We've invested $56 million in our state stem cell research fund - even in difficult times - and we've done so by sending every dollar directly to our labs and researchers - the people who are working every day in pursuit of breakthroughs, healing and discovery.

While our current fiscal climate hasn't given us the flexibility to do quite as much as we would like to do - and hope to do in better economic times - the investments we have made are significant: currently supporting 141 Stem Cell Research grants, involving more than 350 researchers, physicians, lab technicians, and other personnel, on top of an estimated 700 researchers who are indirectly funded at labs supporting these grants.
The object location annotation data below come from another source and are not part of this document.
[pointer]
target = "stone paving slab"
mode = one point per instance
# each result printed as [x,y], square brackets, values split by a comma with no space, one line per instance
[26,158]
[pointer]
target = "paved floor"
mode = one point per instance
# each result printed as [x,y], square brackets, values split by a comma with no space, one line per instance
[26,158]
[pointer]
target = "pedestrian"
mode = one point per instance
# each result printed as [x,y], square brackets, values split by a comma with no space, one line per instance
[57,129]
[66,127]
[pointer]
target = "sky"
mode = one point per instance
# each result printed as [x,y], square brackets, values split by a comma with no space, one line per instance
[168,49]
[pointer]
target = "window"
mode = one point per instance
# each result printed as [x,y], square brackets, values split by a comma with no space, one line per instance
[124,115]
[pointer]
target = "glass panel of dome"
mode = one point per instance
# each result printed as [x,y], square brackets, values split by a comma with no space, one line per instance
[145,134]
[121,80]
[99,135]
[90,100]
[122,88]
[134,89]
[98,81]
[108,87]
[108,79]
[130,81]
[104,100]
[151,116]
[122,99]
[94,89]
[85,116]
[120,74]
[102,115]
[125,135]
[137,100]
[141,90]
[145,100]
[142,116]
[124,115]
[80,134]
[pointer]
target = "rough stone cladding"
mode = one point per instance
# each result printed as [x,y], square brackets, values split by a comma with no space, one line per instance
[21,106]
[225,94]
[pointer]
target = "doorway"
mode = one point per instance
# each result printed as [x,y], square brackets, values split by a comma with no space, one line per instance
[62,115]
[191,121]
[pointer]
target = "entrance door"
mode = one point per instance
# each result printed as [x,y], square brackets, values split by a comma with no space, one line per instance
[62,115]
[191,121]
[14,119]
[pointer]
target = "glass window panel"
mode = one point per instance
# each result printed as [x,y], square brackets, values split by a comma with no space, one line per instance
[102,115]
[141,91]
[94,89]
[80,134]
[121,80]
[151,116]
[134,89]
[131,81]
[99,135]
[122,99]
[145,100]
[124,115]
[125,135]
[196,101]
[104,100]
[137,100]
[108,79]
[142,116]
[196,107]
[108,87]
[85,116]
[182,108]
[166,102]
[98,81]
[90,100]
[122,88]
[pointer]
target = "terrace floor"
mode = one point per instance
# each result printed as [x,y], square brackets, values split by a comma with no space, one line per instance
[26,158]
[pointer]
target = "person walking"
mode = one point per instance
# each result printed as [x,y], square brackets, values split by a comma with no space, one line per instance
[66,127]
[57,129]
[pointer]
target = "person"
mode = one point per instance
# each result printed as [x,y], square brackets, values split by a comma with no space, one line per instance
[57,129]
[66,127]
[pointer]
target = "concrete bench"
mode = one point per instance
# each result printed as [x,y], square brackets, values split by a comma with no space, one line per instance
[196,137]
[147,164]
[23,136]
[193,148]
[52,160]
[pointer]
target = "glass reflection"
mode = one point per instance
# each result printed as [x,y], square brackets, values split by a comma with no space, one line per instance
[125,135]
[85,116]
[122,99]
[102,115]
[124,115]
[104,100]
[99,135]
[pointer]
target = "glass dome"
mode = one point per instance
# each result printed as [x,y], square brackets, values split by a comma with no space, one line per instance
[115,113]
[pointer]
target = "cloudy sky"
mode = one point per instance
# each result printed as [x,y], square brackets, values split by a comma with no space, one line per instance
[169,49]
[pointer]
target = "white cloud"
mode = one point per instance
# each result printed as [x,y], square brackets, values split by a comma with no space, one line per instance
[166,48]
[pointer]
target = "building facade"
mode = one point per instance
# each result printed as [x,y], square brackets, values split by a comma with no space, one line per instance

In Maryland, our commitment to stem cell research is part of our BioMaryland 2020 initiative, the largest investment any state has committed to the life sciences. Just this month we opened the Maryland Biotechnology Center to promote innovation and entrepreneurship, and we are putting a renewed priority on supporting the dreams of emerging bio-entrepreneurs. Whether it is our innovative bioinvestor tax credit, or our 23 technology incubators - one-third of which are biolab capable - we understand the challenges and unique needs of this industry because we understand the promise.

There are more than 400 bioscience companies doing business in Maryland, employing more than 26,000 people.

The Milken Institute ranks our bioscience assets among the highest in America. We lead the nation in the investments we make in the skills, talents, and ingenuity of our people - and as a return on these investments we have what Education Week magazine says are the best public schools in America, fueling one of the nation's most highly skilled workforces.

We rank first in per capita biomedical and health services workers. We have the highest percentage of doctoral scientists and engineers of any workforce in America. And we also have the second highest percentage of professional and technical workers.

Marylanders and the companies for which they work are involved in cutting-edge biopharmaceutical discovery. They create gene-based diagnostics, they work to integrate biologics and nanotechnology into medical devices, and they are making revolutionary advances with new approaches to vaccine development.

The next great discovery or breakthrough may not come overnight and may not take the form we had expected. But I believe in the possibility of progress, and in the possibility and power of seeking the unforeseen.

We live in some truly extraordinary times; times marked both by tremendous peril and by tremendous possibility - a point in our human existence when our own creativity and imagination have expanded the outer bounds of human achievement and potential as never before, and by exponents never imagined.

Stem cell research is such a promising part of this new frontier - carrying with it the potential to heal our neighbors not just in our own states and countries, but across our world.